I am guessing this is because of the StdEnv and the current modules because these are the "Inactive Modules:
1) perl/5.22.4 2) cmake/3.16.3 3) intelmpi/2018.3.222 4) hdf5-mpi/1.10.3 5) netcdf-mpi/4.4.1.1 6) netcdf-fortran-mpi/4.4.4"
And for loading each one of them I have to load bunch of other modules too. like for example:
You will need to load all module(s) on any one of the lines below before the "hdf5-mpi/1.10.3" module is available to load.

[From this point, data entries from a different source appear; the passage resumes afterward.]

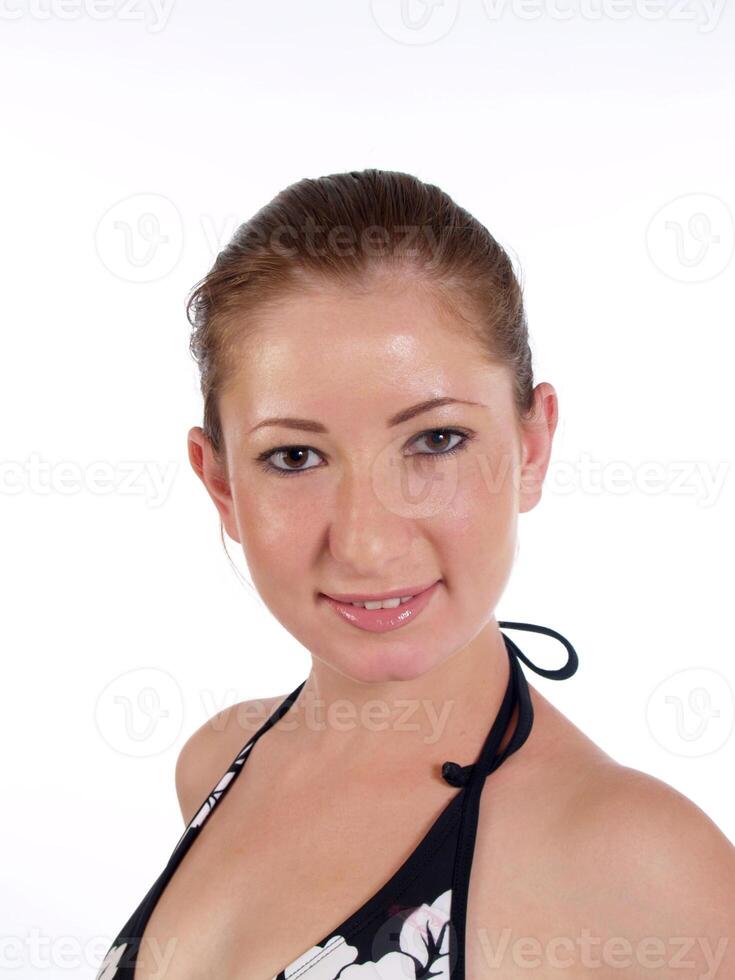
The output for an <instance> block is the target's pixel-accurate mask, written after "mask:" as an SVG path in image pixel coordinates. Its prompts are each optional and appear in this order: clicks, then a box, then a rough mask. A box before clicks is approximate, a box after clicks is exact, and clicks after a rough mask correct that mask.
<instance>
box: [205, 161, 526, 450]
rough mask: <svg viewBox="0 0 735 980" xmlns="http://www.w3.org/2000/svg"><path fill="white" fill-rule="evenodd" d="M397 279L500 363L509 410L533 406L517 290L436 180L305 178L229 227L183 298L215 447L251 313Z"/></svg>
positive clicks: (507, 256) (501, 264) (484, 240)
mask: <svg viewBox="0 0 735 980" xmlns="http://www.w3.org/2000/svg"><path fill="white" fill-rule="evenodd" d="M385 273H388V274H389V275H391V274H393V273H395V274H396V276H397V279H396V281H397V282H400V281H402V280H403V279H404V277H405V276H407V275H408V276H411V277H412V279H413V280H414V281H415V282H417V283H418V284H420V285H421V286H425V287H429V289H430V294H431V297H432V299H433V300H434V301H435V302H436V304H437V305H438V307H439V308H440V309H441V310H442V311H443V312H445V313H450V314H451V315H452V316H453V317H454V318H455V321H456V322H457V325H458V329H462V330H465V331H468V332H470V333H471V334H472V335H473V336H474V337H475V338H476V339H477V340H478V342H479V344H480V348H481V350H482V352H483V354H484V355H485V356H486V357H487V358H488V359H489V360H491V361H493V362H494V363H501V364H504V365H506V366H507V367H508V368H509V369H510V370H511V372H512V376H513V379H514V400H515V405H516V409H517V412H518V415H519V416H520V417H525V416H527V415H528V413H530V411H531V408H532V405H533V371H532V367H531V351H530V348H529V343H528V330H527V324H526V316H525V311H524V307H523V297H522V289H521V286H520V284H519V282H518V279H517V278H516V275H515V273H514V271H513V266H512V264H511V260H510V258H509V257H508V255H507V253H506V252H505V250H504V249H503V248H502V247H501V246H500V245H499V244H498V243H497V242H496V240H495V239H494V238H493V236H492V235H491V234H490V232H489V231H488V230H487V228H485V226H484V225H483V224H481V223H480V222H479V221H478V220H477V219H476V218H474V217H472V215H470V214H469V212H467V211H465V210H464V208H461V207H460V206H459V205H457V204H455V202H454V201H453V200H452V198H451V197H449V195H448V194H446V193H445V192H444V191H442V190H441V189H440V188H439V187H436V186H435V185H434V184H425V183H424V182H423V181H421V180H419V179H418V178H417V177H414V176H412V175H411V174H406V173H401V172H396V171H390V170H376V169H369V170H361V171H350V172H349V173H339V174H329V175H327V176H324V177H319V178H316V179H312V178H304V179H303V180H299V181H297V182H296V183H295V184H292V185H291V186H290V187H287V188H286V189H285V190H282V191H281V192H280V193H279V194H277V195H276V197H274V198H273V200H272V201H271V202H270V203H269V204H266V205H265V206H264V207H263V208H261V209H260V210H259V211H258V212H257V213H256V214H255V215H253V217H251V218H250V219H249V220H248V221H246V222H244V223H243V224H241V225H240V226H239V228H238V229H237V230H236V231H235V234H234V235H233V237H232V239H231V240H230V242H229V244H228V245H227V246H226V247H225V248H224V249H222V251H221V252H220V253H219V255H218V256H217V258H216V260H215V262H214V265H213V266H212V268H211V269H210V270H209V272H208V273H207V275H206V276H205V277H204V278H203V279H202V280H201V281H200V282H198V283H197V284H196V286H195V287H194V288H193V290H192V292H191V294H190V296H189V299H188V302H187V307H186V311H187V317H188V319H189V323H190V324H191V326H192V328H193V329H192V334H191V339H190V344H189V348H190V351H191V354H192V356H193V357H194V359H195V360H196V362H197V364H198V366H199V372H200V380H201V391H202V396H203V398H204V422H203V426H202V428H203V431H204V433H205V435H206V436H207V438H208V439H209V441H210V443H211V445H212V448H213V451H214V453H215V454H216V455H217V456H220V455H221V453H222V449H223V438H222V427H221V422H220V416H219V407H218V399H219V396H220V394H221V393H222V391H223V389H224V387H225V386H226V384H227V382H228V380H229V379H230V378H231V377H232V375H233V373H234V367H235V366H236V363H237V359H236V351H237V346H238V343H241V342H242V340H243V339H244V338H245V337H247V336H249V335H251V334H252V332H253V331H254V330H255V329H256V328H257V313H258V312H259V311H260V312H262V311H263V310H264V309H267V307H268V305H269V304H273V303H278V301H279V300H281V299H284V298H285V297H287V296H289V295H293V294H294V293H296V292H300V293H303V292H304V291H305V290H308V291H314V290H318V289H319V288H320V287H321V288H324V287H325V286H329V285H339V286H343V287H345V288H347V289H350V290H352V291H355V290H369V289H371V288H374V287H375V285H376V282H377V281H378V279H377V277H378V276H379V275H380V274H385Z"/></svg>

nixpkgs/16.09 gcc/7.3.0 cuda/9.2.148 openmpi/3.1.2
nixpkgs/16.09 gcc/7.3.0 openmpi/3.1.2
nixpkgs/16.09 gcc/7.3.0 openmpi/3.1.4
nixpkgs/16.09 gcc/8.3.0 openmpi/4.0.1
nixpkgs/16.09 intel/2018.3 cuda/10.0.130 openmpi/3.1.2
nixpkgs/16.09 intel/2018.3 impi/2018.3.222
nixpkgs/16.09 intel/2018.3 intelmpi/2018.3.222
nixpkgs/16.09 intel/2018.3 openmpi/3.1.2
nixpkgs/16.09 intel/2018.3 openmpi/3.1.4
nixpkgs/16.09 intel/2019.3 openmpi/4.0.1
or for python: You will need to load all module(s) on any one of the lines below before the "python/3.7.4" module is available to load.
nixpkgs/16.09
I did load this one (nixpkgs/16.09) to check if it works, but it didn't and showed the first error again.
P.S. I will update the PyCECT on narval and let you know how that goes, however on narval it submitted the job for ECT and did run for 2min before and failed, I will try this updated PyCECT on narval to check if it would fail after submission or not.